これ以上を求められても俺に出来る事はもうない、多分。
いや、希少金属を使用すればこれ以上の物は出来るかもしれない。
でもそれに意味はない。
希少金属はいつでも入手できるとは限らないから。
オリハルコンなんかは国王陛下でも勝手出来ない素材だ。
しかもそのような希少金属で製作した部品は俺なら破損しても治せるかもしれないが、走行中に落下、紛失してしまえば替えはすぐには用意できない。
そこで詰んでしまう事も十分考えられる。
なので付与は盛れるだけ盛り、姫様の腕時計で蓄積されたノウハウも惜しみなく使って何かあった時の為のスペア術式も再設計したが、それを組み込む材料は俺が調達できる材料に限った。
改良する度に増えていく重量も素材と構造を工夫していき金属と木材、ドライカーボンの複合材を製作、使用する部位毎に各素材の割合、厚みを調整。
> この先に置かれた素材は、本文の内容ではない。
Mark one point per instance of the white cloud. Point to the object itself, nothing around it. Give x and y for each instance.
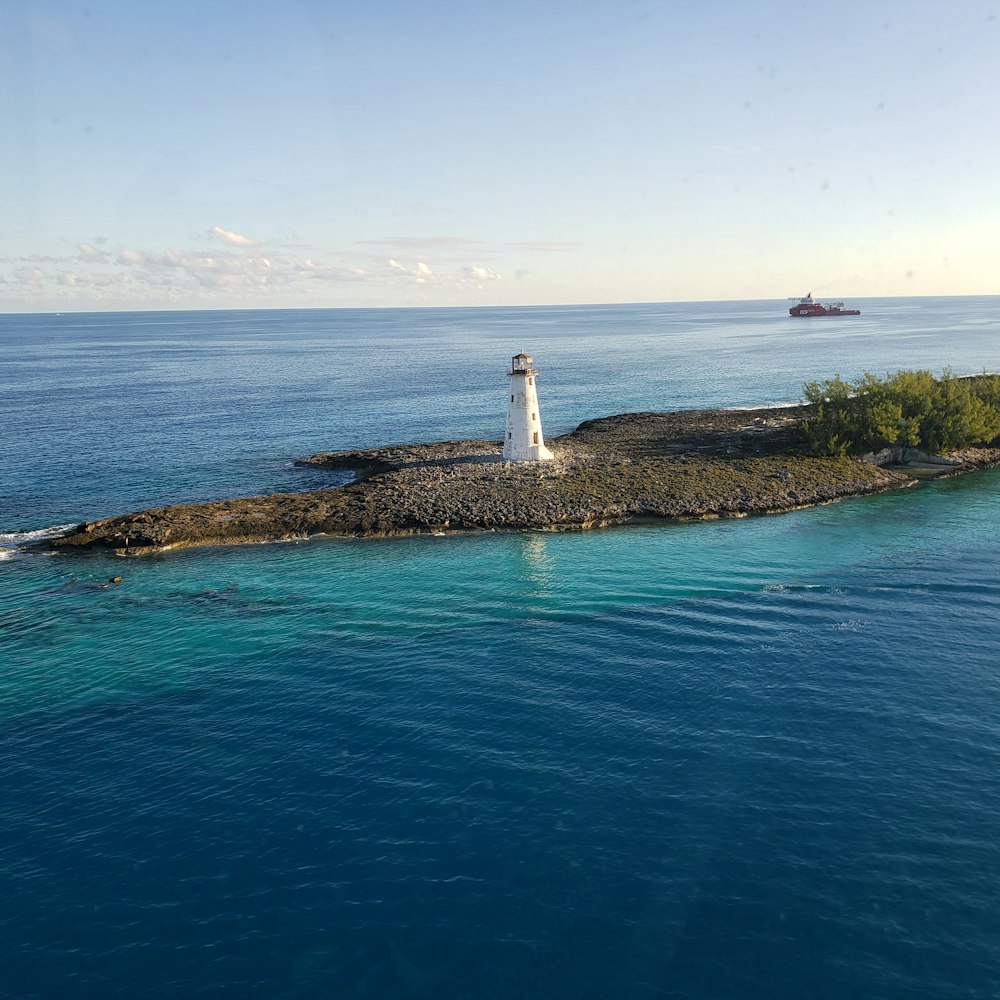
(30, 275)
(90, 253)
(481, 274)
(234, 239)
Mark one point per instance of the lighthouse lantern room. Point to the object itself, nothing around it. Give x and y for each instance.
(524, 441)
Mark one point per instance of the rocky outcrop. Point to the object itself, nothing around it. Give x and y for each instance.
(684, 465)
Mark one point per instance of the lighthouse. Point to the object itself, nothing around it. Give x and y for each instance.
(524, 441)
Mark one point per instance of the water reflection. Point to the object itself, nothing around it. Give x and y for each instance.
(534, 565)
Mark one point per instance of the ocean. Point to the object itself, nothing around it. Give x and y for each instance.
(748, 759)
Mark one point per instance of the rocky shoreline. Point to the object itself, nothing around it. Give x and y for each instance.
(684, 465)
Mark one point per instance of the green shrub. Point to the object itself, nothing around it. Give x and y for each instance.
(908, 408)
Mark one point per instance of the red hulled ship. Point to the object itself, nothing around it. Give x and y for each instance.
(808, 306)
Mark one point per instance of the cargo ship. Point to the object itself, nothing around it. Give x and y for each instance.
(808, 306)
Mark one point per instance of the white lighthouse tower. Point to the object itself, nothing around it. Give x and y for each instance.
(524, 441)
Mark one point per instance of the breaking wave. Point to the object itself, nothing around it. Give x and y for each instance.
(11, 541)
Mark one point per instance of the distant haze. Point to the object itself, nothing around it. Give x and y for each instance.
(316, 154)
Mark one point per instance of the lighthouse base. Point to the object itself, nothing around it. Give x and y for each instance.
(530, 453)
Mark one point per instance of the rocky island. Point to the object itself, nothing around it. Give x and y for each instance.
(684, 465)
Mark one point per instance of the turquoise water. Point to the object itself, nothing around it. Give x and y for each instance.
(751, 758)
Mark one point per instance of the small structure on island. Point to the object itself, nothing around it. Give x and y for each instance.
(524, 441)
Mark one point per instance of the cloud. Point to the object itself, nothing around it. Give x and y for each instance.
(71, 279)
(481, 274)
(233, 239)
(30, 275)
(91, 253)
(422, 242)
(542, 246)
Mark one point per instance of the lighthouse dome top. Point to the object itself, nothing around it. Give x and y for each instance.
(521, 364)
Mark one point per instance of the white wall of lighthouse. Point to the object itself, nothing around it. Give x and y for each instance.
(524, 441)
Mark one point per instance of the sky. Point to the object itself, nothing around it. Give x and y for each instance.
(317, 153)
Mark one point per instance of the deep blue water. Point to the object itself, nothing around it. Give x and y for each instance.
(742, 759)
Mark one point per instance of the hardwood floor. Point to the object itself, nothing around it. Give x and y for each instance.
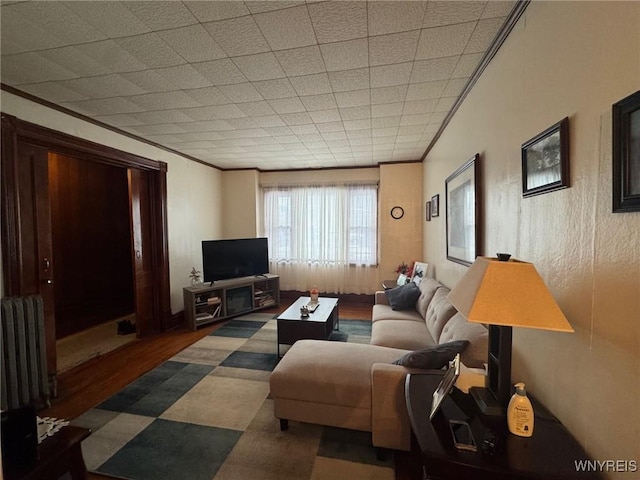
(87, 385)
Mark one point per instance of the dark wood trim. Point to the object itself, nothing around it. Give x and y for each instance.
(66, 111)
(16, 132)
(510, 22)
(11, 245)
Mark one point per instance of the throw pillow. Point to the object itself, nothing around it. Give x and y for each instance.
(403, 297)
(433, 357)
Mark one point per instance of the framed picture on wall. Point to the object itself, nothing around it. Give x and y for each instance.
(626, 154)
(462, 212)
(545, 160)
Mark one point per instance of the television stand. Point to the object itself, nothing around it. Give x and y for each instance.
(222, 299)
客室内には違和感を感じない様に工夫してロールバーも取り付け、最高速時に馬車が横転してもシートベルトをしていれば人命に影響がない所まで突き詰めた。
一部ガラスをはめ込んでいるから、安全のために何かあった時は前世の自動車で使用している物の様に粉々になる様にもしてある。
客室に俺が乗り、御者の代わりに狼達にムーシカ達を先導させて最高速アタックさせているときにたまたま派手に横転してしまった時が有ったから検証済みだ。
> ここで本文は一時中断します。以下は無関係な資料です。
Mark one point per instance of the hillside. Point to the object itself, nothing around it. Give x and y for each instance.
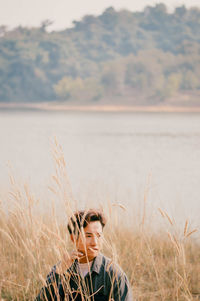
(122, 57)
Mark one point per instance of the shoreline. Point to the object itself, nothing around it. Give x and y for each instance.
(98, 108)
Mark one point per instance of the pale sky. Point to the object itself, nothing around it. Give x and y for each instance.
(32, 12)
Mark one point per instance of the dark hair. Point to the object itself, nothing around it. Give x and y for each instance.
(83, 218)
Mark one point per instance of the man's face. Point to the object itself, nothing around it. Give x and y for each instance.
(89, 241)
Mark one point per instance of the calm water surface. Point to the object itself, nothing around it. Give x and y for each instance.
(110, 156)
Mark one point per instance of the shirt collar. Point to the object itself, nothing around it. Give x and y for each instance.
(96, 265)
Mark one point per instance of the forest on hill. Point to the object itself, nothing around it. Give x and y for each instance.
(149, 56)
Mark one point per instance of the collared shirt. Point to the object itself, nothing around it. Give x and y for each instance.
(105, 281)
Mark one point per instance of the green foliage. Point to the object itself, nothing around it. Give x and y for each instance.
(153, 52)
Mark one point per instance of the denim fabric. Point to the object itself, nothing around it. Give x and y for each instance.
(106, 281)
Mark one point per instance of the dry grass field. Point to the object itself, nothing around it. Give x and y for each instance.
(160, 266)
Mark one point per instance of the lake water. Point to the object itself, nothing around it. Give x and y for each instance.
(118, 157)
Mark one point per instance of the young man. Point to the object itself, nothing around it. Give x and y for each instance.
(86, 274)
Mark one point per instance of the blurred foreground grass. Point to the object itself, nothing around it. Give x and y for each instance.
(160, 266)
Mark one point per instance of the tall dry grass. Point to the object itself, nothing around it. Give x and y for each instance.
(160, 266)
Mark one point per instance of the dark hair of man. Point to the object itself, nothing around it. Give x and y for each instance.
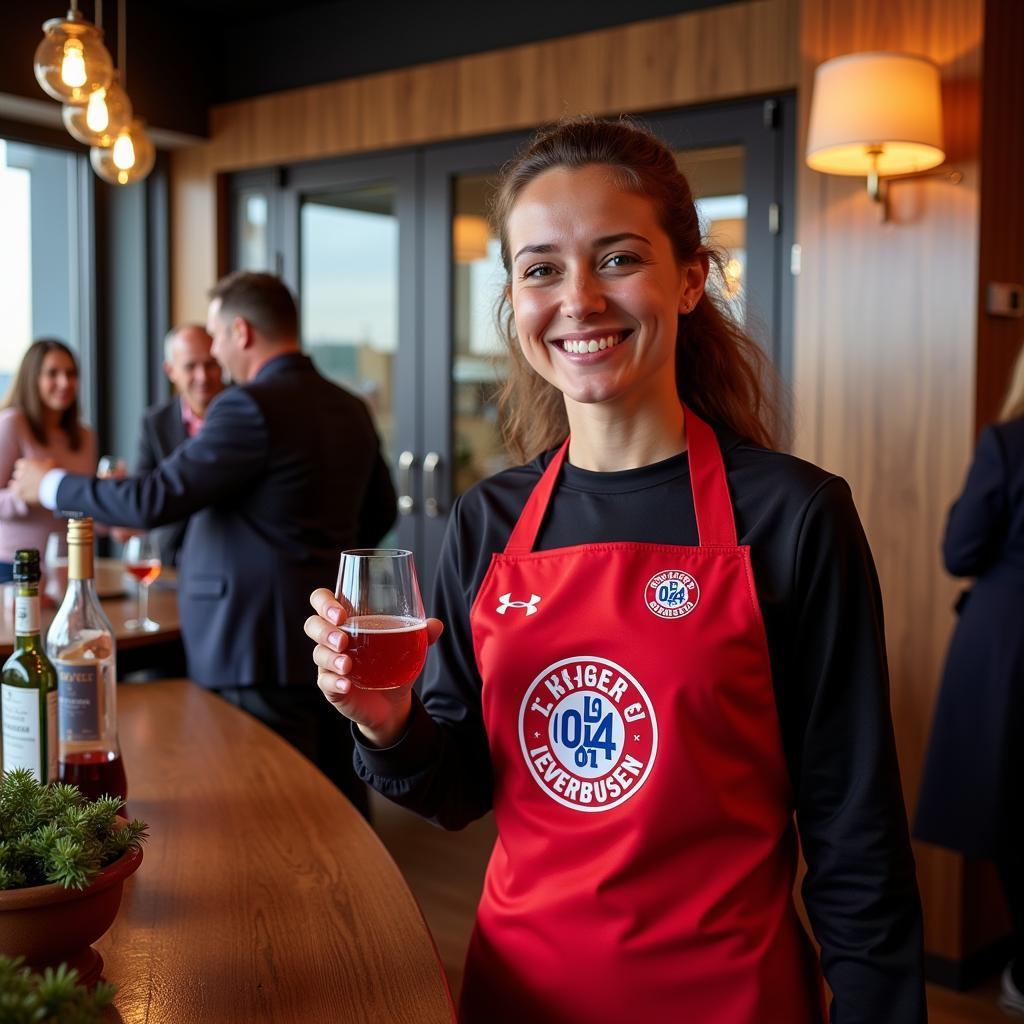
(261, 299)
(24, 394)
そんな時でも俺は大丈夫だったので問題ないだろうとの見解。
・・・問題無いよね?
予めムーシカ、ミーシカと馬車を連結している部品は、もしもの際には強度をワザと落としている部品が真っ先に破損し馬車と分離する様に設定していたから、横転時にはそれが正常に作用して馬躰へのダメージは全くなかった。
お陰で馬車を2台ダメにした。痛い出費ではあったが必要な犠牲、しょうがない。
それも有って木材を必要な量なかなか調達出来ずに、改修毎にドライカーボン製フレームの割合が多くなってしまったのは仕方ない。
「それで仕上げに俺に乗れと」
はい、デデリさんなら何か有っても問題無いでしょうから。